BeeSpace · Neural representation of space: From individual to social place learning in bees

With ease, we daily navigate through our places of residence. From any familiar place, we can compute the shortest route to our workplace or to our favorite coffee shop. Additionally, we can flexibly adjust our route, if a road is suddenly blocked. This flexibility in route planning is based on a topological representation of different places in our brain (cognitive map). While place cells, a neuronal substrate of cognitive maps, have been identified in diverse species across the vertebrate lineage, a cognitive map is highly contentious in insects. Among insects, bees, especially, demonstrate remarkable navigational feats including taking novel shortcuts, which requires a highly sophisticated spatial memory. Given their limited neural bandwidth, it is likely that insects use computationally less demanding navigational strategies compared to a cognitive map.

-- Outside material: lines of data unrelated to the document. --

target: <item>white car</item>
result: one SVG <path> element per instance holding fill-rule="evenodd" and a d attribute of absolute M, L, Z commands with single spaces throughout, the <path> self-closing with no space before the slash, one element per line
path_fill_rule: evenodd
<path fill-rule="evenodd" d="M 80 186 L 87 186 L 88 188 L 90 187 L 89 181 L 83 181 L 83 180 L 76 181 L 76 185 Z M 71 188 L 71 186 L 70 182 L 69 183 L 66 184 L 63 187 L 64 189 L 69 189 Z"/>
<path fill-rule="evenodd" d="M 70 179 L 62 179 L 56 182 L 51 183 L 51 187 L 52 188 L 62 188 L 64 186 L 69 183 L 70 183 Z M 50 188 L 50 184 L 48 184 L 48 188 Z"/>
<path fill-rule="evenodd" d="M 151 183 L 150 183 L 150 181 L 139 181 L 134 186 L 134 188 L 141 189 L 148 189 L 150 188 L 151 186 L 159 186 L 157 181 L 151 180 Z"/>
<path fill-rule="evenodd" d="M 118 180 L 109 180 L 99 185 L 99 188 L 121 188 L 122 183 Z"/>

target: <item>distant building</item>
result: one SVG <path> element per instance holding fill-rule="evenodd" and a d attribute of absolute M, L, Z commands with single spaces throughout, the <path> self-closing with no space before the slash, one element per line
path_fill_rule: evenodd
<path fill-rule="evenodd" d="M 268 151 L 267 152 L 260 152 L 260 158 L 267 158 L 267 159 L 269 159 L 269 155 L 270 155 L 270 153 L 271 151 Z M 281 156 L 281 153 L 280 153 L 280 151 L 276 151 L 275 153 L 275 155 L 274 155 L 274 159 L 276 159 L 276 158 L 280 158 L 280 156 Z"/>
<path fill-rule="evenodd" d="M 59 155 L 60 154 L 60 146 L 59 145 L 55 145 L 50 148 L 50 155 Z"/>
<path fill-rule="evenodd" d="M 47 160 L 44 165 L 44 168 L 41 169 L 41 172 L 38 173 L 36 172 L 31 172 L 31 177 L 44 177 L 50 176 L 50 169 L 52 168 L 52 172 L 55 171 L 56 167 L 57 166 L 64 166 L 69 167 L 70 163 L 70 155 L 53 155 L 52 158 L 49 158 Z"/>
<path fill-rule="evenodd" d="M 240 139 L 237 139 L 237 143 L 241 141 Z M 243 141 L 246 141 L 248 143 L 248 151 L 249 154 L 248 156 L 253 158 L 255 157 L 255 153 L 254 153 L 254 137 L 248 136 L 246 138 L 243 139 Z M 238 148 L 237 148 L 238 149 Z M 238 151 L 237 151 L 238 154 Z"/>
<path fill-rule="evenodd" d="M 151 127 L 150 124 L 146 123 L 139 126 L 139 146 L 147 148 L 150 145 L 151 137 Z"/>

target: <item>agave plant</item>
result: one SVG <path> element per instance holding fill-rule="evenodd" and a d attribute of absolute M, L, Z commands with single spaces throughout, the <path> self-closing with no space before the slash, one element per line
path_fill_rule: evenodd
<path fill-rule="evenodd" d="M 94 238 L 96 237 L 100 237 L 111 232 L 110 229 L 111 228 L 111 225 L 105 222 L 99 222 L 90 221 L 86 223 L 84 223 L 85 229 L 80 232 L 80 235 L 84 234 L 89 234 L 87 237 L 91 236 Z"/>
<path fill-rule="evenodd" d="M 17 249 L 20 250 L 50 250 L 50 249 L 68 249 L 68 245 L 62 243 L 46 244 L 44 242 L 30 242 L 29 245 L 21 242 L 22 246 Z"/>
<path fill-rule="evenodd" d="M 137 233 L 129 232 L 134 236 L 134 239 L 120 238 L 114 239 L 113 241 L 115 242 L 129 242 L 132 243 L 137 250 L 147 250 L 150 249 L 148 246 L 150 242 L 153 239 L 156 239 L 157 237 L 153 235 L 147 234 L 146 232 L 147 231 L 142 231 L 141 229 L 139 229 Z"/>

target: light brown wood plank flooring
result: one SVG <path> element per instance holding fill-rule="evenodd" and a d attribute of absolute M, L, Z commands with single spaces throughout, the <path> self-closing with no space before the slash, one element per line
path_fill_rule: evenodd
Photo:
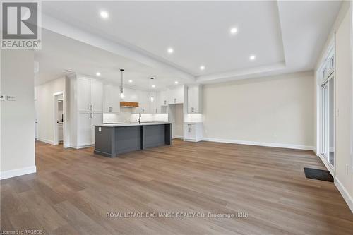
<path fill-rule="evenodd" d="M 1 181 L 3 231 L 51 234 L 353 234 L 353 214 L 313 152 L 174 140 L 107 158 L 36 143 L 37 173 Z M 107 212 L 204 212 L 109 218 Z M 208 218 L 208 212 L 247 213 Z"/>

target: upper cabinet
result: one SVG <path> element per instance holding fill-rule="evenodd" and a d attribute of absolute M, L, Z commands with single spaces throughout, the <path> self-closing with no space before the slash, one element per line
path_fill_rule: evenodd
<path fill-rule="evenodd" d="M 202 112 L 202 85 L 190 85 L 188 86 L 188 114 Z"/>
<path fill-rule="evenodd" d="M 103 110 L 104 113 L 119 113 L 120 112 L 120 87 L 104 85 Z"/>
<path fill-rule="evenodd" d="M 168 103 L 182 104 L 184 103 L 184 85 L 178 85 L 172 89 L 168 89 Z"/>
<path fill-rule="evenodd" d="M 77 78 L 78 112 L 103 112 L 103 83 L 84 77 Z"/>
<path fill-rule="evenodd" d="M 158 92 L 158 106 L 168 105 L 168 95 L 167 90 Z"/>

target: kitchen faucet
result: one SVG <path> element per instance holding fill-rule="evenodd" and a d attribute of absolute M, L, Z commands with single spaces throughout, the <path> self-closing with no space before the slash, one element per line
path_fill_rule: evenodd
<path fill-rule="evenodd" d="M 138 119 L 137 120 L 139 124 L 141 123 L 141 113 L 138 114 Z"/>

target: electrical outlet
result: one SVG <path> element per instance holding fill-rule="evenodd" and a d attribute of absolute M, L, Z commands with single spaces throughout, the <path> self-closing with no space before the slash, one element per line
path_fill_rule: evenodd
<path fill-rule="evenodd" d="M 16 97 L 14 95 L 8 95 L 7 100 L 15 101 L 15 100 L 16 100 Z"/>

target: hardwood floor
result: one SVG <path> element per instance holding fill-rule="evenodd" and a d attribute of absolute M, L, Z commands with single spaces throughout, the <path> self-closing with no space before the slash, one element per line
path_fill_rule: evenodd
<path fill-rule="evenodd" d="M 2 231 L 353 234 L 353 214 L 334 184 L 305 178 L 304 167 L 325 169 L 311 151 L 174 140 L 111 159 L 38 142 L 36 165 L 37 174 L 1 181 Z"/>

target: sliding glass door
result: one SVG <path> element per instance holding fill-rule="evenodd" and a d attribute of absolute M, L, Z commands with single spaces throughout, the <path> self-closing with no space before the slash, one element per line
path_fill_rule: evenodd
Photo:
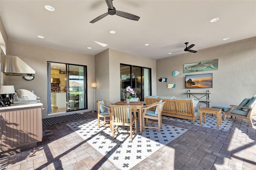
<path fill-rule="evenodd" d="M 87 109 L 86 67 L 48 62 L 48 113 Z"/>
<path fill-rule="evenodd" d="M 67 111 L 85 109 L 84 66 L 67 64 Z"/>
<path fill-rule="evenodd" d="M 139 66 L 120 64 L 120 91 L 121 101 L 126 99 L 126 88 L 131 86 L 135 96 L 141 101 L 151 94 L 151 69 Z"/>

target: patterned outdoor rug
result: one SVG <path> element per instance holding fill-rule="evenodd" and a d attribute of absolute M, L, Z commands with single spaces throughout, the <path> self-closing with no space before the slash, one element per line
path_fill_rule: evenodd
<path fill-rule="evenodd" d="M 67 122 L 69 121 L 85 119 L 85 117 L 74 113 L 71 115 L 65 115 L 57 117 L 50 117 L 49 118 L 43 119 L 42 119 L 43 127 L 55 125 L 58 123 Z"/>
<path fill-rule="evenodd" d="M 195 121 L 195 125 L 197 126 L 200 126 L 209 128 L 212 128 L 215 129 L 221 130 L 228 130 L 230 127 L 232 123 L 234 120 L 230 117 L 226 116 L 225 121 L 222 121 L 222 125 L 220 125 L 220 128 L 217 128 L 217 120 L 216 120 L 216 115 L 213 115 L 212 116 L 211 114 L 206 114 L 205 123 L 204 123 L 203 117 L 202 117 L 202 125 L 200 125 L 199 118 L 198 118 Z M 170 117 L 168 116 L 162 116 L 162 118 L 170 120 L 173 121 L 177 121 L 183 123 L 193 124 L 193 121 L 190 120 L 185 119 L 184 119 L 177 118 L 176 117 Z"/>
<path fill-rule="evenodd" d="M 110 127 L 98 128 L 97 119 L 90 119 L 66 124 L 76 133 L 120 169 L 128 170 L 180 136 L 187 130 L 162 125 L 161 131 L 146 129 L 133 136 L 118 133 L 114 140 Z M 129 128 L 129 127 L 128 127 Z"/>

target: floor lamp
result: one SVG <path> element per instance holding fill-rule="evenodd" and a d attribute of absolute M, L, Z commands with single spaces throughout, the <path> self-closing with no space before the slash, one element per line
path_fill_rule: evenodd
<path fill-rule="evenodd" d="M 94 91 L 95 87 L 97 86 L 97 83 L 95 82 L 92 82 L 91 83 L 91 87 L 93 89 L 93 97 L 92 97 L 92 110 L 91 111 L 91 112 L 95 112 L 96 111 L 94 111 Z"/>

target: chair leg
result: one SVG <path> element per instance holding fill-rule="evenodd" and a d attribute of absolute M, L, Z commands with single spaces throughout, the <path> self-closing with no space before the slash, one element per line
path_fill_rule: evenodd
<path fill-rule="evenodd" d="M 98 116 L 98 128 L 100 128 L 100 117 Z"/>
<path fill-rule="evenodd" d="M 130 126 L 130 140 L 132 141 L 132 125 Z"/>
<path fill-rule="evenodd" d="M 252 127 L 253 127 L 253 123 L 252 123 L 252 119 L 250 118 L 247 118 L 247 120 L 248 120 L 248 122 L 251 125 Z"/>
<path fill-rule="evenodd" d="M 226 113 L 223 112 L 223 120 L 226 120 Z"/>

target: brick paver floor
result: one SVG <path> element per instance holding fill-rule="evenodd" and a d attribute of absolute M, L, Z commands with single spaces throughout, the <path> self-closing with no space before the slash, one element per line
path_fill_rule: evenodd
<path fill-rule="evenodd" d="M 82 115 L 91 119 L 96 114 Z M 132 169 L 256 170 L 256 130 L 246 120 L 238 118 L 226 131 L 164 119 L 162 123 L 189 130 Z M 66 123 L 44 127 L 38 147 L 0 158 L 0 170 L 118 169 Z"/>

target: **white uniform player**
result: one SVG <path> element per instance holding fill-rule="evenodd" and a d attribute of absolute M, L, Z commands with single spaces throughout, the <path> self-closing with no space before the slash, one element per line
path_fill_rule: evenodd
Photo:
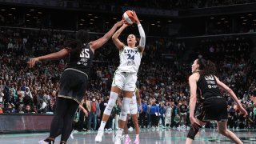
<path fill-rule="evenodd" d="M 118 86 L 125 91 L 134 91 L 142 54 L 138 47 L 126 46 L 120 50 L 119 58 L 120 65 L 114 73 L 112 86 Z"/>
<path fill-rule="evenodd" d="M 130 109 L 127 111 L 129 114 L 138 114 L 138 104 L 136 98 L 136 90 L 134 93 L 133 98 L 130 102 Z"/>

Such strategies have been implicated in the ‘insect base model’ which is centered on remembering vectors bound to views of the terrestrial landscape. Although this model can explain many behavioral findings in navigating insects, the underlying neural mechanisms are not entirely understood. Due to technical constraints of monitoring brain activity in freely moving insects, it is unclear how space is represented in the insect brain. With neural recordings from freely foraging bees, I recently identified cells exhibiting a spatial tuning that strikingly resembles the one of vertebrate place cells. These ground-breaking findings represent the foundation for my proposal to study the neural basis of insect navigation. The cutting-edge recording techniques, which I recently developed, will enable me to gain unprecedented insights into how the insect solves navigational tasks. Understanding how insects navigate through their home terrain with numerically simpler neural circuits, will help us to reveal innovative ways to design autonomously navigating vehicles.